Au travers du rideau d'orchidées en guirlande, l'orang-outan scrute anxieusement l'horizon de la forêt de Gunung Tarak. Il se tient à vingt mètres du sol, achevant de construire son nid sur la fourche d'une branche maîtresse. Sa mère lui a longuement montré comment tisser les lianes et tapisser sa couche de brindilles et de mousse pour la rendre douillette. Il y même adjoint un toit de branchages, en prévision de la pluie qui vient. Des humains l'ont nommé Jambu. C'est un mâle encore jeune, dont le visage lisse aux yeux rêveurs révèle toute la douceur propre aux gens de son peuple.

L'incendie

Jambu a eu beaucoup de chance. Six mois plus tôt, un incendie criminel a détruit tout son univers. Sa mère a péri dans les flammes, avec sa jeune soeur et bien d'autres encore. Alors, pendant des jours, Jambu a erré. Il a marché dans les cendres brûlantes, butant sur les corps carbonisés des siens, cherchant en vain de grands arbres où grimper, mais rien, plus rien.

Au loin, des camions se pressaient déjà autour des ruines fumantes de la forêt, tandis que des planteurs amenaient les premiers palmiers à huile, ces arbres aux troncs sans ramures et aux fruits immangeables.

Alors, Jambu a fui aussi loin qu'il a pu. Il a marché à s'en blesser les pieds, si semblables à des mains et si peu faites pour fouler le sol, jusqu'à ce qu'il découvre un soir un grand verger de ramboutans. Toute la nuit, il a mangé mais quand il est revenu la nuit suivante, les paysans l'ont reçu à coups de fusil. Treize impacts de plombs ont pénétré sa peau. Qu'avait-il fait de mal ? Il avait tellement faim et ces fruits rouges velus étaient si bons ! Il y en avait d'ailleurs bien assez pour tout le monde. Mais non. Ils l'ont chassé. Alors, Jambu s'est réfugié au sommet d'un kempas.

Les humains

Des humains sont venus et ils lui ont tiré dessus, comme les fermiers. Mais quand il s'est réveillé, on l'a soigné et nourri dans un lieu clos très étrange. Il y avait des humains partout, des grands et des petits. Ils faisaient beaucoup de sons et de gestes, ils manipulaient plein d'objets bizarres mais c'était bien des singes comme lui, d'une espèce différente ! Ces humains-là étaient gentils et pas seulement avec Jambu. Depuis l'enclos où il reprenait des forces, il pouvait voir plein de petits orphelins. On les soignait et on les nourrissait, eux aussi, et même, on les maternait quand ils étaient bébés.

Gunung Tarak

Le temps a passé et puis un jour, on l'a emmené dans une petite caisse pour le libérer dans une autre forêt. Il s'est jeté sur le premier tronc, il a grimpé jusqu'au sommet et a découvert un nouveau territoire. 

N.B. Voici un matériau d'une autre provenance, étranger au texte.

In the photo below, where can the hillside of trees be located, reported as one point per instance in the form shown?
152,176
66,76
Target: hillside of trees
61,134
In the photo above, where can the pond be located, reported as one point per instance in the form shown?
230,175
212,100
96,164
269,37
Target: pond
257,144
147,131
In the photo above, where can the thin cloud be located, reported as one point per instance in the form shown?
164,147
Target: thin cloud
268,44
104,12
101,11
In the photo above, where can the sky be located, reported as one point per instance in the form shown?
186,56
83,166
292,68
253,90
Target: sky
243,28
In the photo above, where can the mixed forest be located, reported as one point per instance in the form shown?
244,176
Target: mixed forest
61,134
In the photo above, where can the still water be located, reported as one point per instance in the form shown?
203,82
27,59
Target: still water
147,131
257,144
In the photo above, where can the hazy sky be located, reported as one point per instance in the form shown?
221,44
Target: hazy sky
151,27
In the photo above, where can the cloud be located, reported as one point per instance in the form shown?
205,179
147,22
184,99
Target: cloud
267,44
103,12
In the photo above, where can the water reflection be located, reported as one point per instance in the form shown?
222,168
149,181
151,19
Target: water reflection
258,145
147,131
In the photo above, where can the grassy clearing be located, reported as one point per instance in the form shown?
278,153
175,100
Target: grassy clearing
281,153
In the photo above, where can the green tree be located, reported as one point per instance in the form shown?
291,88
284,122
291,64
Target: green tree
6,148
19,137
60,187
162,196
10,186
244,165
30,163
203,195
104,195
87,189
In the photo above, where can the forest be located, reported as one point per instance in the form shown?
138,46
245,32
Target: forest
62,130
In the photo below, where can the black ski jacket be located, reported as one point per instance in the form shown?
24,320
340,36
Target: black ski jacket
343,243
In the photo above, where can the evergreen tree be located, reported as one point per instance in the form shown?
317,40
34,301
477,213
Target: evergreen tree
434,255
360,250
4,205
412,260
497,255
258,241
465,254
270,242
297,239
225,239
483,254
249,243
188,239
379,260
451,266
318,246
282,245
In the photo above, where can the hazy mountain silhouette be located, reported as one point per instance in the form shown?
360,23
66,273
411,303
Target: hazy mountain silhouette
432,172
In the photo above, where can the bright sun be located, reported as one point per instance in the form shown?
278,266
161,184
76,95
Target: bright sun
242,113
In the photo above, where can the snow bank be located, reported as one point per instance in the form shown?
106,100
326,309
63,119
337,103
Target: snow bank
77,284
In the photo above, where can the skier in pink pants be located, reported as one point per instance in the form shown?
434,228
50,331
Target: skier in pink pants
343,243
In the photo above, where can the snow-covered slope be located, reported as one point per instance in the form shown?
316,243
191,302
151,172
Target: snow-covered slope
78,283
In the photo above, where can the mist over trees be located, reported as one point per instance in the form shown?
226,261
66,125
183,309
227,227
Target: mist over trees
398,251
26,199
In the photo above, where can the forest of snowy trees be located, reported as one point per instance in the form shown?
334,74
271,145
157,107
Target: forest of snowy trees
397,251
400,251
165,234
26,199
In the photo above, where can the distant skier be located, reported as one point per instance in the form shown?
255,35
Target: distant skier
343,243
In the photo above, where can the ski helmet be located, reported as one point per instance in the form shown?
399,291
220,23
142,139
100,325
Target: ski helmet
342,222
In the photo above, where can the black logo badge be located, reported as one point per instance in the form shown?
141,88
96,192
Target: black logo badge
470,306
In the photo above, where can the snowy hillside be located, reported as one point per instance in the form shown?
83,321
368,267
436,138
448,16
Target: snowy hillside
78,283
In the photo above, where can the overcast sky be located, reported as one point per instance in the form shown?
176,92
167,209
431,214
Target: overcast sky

Les arbres y sont hauts et serrés, les fruits abondants, les écorces savoureuses et le paysage magnifique qu'il contemple depuis son nid. Des lianes s'enroulent autour des troncs moussus qui s'élèvent jusqu'au ciel, des branches énormes relient chaque géant l'un à l'autre, comme des routes sous la canopée que les orangs-outans empruntent avec lenteur. Ce sont là trois femelles avec leurs petits, qui font équipe ensemble. 

Il les regarde passer tranquilles, se déplaçant de branche en branche avec des mouvements réfléchis, en se servant de leurs mains et de leurs pieds pour assurer leur prise. Autour d'eux, des singes nasiques plus légers bondissent d'arbre en arbre. Un calao rhinocéros au bec orange les salue en cornant.

Il y a du monde, ici, pense Jambu. Trop peut-être. Il a aussi aperçu des jeunes mâles ce matin, il devra les affronter bientôt, l'un après l'autre, en combat loyal. En attendant, c'est un ancien patriarche qui leur sert de guide à tous. Il est très vieux et il est né ici.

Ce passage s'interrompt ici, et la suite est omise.